InStorage argues he was wrong in taking this approach and that it is the land, and not the subject matter of the contract, that must be unique. We do not agree.
The special character of the land may remain a factor for consideration but the key factors, looking at the contract broadly, are
- whether on the facts as a whole, damages will afford the vendor an adequate and complete remedy or whether a money award will be sufficient to purchase substitute performance;
- whether the vendor has established some fair, real and substantial justification for the granting of specific performance; and
- whether the equities as between the parties favour the granting of specific performance.
(a) InStorage was always intended to be the sole owner of the property. As its pre-takeover principal, Mr. Tadeson, testified, the put/call agreement was entered into so that InStorage would not have to outlay the necessary capital for its acquisition immediately.
(b) Matthew Brady renovated the subject premises to InStorage’s specifications and design criteria. The property had a high ratio of climate controlled storage units and was the only “Class A” self-storage facility in Windsor.
(c) But for InStorage’s commitment to owning the property, Matthew Brady would not have acquired it and done the retrofit.

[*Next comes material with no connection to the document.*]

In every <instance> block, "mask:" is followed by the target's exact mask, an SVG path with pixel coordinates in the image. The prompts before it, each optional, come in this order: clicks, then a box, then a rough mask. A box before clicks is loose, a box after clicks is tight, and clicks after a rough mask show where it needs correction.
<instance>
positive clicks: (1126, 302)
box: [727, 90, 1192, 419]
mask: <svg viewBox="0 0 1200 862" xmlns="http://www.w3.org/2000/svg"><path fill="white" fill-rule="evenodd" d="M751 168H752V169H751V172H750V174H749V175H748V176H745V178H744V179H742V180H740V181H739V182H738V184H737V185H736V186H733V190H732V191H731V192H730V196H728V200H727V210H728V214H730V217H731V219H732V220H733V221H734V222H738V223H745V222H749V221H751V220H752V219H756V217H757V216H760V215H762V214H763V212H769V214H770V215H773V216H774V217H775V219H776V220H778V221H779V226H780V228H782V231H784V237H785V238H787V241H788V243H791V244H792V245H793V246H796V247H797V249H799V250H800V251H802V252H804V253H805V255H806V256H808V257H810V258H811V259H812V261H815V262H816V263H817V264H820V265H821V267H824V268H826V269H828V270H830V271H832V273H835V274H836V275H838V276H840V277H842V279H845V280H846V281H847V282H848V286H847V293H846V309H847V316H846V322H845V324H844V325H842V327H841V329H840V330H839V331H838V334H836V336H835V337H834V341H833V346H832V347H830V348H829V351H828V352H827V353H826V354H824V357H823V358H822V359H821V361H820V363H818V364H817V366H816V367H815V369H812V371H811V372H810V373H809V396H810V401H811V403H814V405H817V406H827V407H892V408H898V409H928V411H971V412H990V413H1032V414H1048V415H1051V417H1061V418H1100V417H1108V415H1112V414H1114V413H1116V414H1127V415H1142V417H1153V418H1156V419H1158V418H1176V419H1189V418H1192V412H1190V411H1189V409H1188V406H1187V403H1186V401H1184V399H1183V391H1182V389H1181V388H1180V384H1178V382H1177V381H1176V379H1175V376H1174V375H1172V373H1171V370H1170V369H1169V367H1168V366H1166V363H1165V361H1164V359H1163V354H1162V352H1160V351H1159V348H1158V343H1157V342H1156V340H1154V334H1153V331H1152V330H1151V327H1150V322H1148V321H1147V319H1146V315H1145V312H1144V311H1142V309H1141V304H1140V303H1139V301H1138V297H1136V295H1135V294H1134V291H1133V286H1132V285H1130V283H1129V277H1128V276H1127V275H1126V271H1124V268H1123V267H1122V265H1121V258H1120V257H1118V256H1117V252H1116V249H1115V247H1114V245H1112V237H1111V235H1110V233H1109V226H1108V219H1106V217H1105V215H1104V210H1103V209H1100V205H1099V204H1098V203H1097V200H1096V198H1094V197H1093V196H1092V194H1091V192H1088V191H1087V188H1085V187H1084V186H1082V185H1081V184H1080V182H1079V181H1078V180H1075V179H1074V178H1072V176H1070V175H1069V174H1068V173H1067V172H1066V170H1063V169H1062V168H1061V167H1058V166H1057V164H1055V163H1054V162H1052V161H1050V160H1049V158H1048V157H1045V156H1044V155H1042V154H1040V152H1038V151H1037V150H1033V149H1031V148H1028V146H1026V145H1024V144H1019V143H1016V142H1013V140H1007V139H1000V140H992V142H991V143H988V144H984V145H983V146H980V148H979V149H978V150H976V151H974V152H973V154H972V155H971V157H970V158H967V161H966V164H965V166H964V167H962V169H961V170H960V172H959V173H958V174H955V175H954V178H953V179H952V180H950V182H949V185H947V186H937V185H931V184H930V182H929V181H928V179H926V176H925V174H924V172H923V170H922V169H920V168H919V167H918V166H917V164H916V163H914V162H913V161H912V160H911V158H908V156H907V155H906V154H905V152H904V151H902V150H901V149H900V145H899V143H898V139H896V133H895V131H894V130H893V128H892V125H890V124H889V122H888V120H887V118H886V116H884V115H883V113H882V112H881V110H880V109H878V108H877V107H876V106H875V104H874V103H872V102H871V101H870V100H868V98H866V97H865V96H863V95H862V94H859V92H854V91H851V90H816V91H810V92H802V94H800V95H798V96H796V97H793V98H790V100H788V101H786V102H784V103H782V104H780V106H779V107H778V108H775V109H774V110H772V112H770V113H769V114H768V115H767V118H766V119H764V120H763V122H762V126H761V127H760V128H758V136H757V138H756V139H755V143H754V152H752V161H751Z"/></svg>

Its principals were out of the self-storage business, having sold their seven outlets to InStorage previously.
The [page132] deal did not contemplate Matthew Brady being left holding a single-purpose and specially designed building suitable only for carrying on a business in which it and its principals were no longer engaged.
(d) InStorage had occupied, managed and operated the building (under the brand InStorage, and later Storage Mart) since the completion of the retrofit — the state of affairs contemplated by the parties from the very outset of their contractual dealings.

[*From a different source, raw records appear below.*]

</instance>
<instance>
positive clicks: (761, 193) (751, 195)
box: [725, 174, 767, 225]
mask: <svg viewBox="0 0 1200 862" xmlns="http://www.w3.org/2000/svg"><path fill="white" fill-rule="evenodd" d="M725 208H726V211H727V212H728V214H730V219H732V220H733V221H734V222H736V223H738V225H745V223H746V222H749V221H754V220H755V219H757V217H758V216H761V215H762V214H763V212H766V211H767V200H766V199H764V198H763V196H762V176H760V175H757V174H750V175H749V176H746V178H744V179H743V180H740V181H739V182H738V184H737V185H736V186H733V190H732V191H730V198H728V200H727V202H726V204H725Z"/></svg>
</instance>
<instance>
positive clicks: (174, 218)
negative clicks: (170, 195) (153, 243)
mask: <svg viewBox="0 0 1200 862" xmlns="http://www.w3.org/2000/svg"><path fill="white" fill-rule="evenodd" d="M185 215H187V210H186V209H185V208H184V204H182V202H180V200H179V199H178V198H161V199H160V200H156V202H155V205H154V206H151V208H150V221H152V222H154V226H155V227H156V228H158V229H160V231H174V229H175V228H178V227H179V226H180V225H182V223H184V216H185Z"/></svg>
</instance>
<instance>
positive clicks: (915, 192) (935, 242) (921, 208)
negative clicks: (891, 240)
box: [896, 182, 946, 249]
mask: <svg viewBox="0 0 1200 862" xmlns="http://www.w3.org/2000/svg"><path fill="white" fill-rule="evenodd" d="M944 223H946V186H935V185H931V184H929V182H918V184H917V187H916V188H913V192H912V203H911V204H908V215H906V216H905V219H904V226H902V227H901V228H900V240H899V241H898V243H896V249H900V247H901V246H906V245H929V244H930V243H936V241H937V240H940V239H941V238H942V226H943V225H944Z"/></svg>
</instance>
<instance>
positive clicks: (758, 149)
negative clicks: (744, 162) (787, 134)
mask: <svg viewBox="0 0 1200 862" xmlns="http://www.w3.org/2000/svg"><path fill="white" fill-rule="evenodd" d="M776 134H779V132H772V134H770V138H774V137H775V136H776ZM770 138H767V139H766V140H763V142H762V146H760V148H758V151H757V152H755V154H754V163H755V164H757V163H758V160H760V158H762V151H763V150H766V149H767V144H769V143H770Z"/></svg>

(e) InStorage had, admittedly, done a poor job in managing the property — something that would affect its value and impede a ready sale.
(f) Storage Mart’s CEO, Burnham, had candidly admitted that if there were no manifest error in the Telford appraisal, “he would write a cheque”. He made no secret of the fact that he did not want anything to do with the Windsor project, had not understood the put/call agreement and that his strategy was “to negotiate in court”. He purposely resiled from the contract, and repudiated the advice of both Ontario and U.S. counsel that InStorage was obliged to comply. In all of these circumstances, the trial judge was entitled to conclude, as he did, that damages would not adequately and justly compensate Matthew Brady for InStorage’s refusal to abide by the put/call agreement and that Matthew Brady had shown a fair, real and substantial justification to compel performance of the agreement, and that the equities favoured Matthew Brady. That being the case, there was no obligation on Matthew Brady to have attempted to mitigate by selling the property in an effort to crystalize its damages.
There was no duty placed upon Matthew Brady to mitigate. They sold there other 7 storage facilities. If they have this property, they are stuck with a single use storage business, and they are no longer in that business.
The Ontario Court of Appeal granted specific performance and an appeal to the Supreme Court of Canada was dismissed when leave was refused. So, we effectively have the Supreme Court of Canada placing its own stamp of approval on this decision.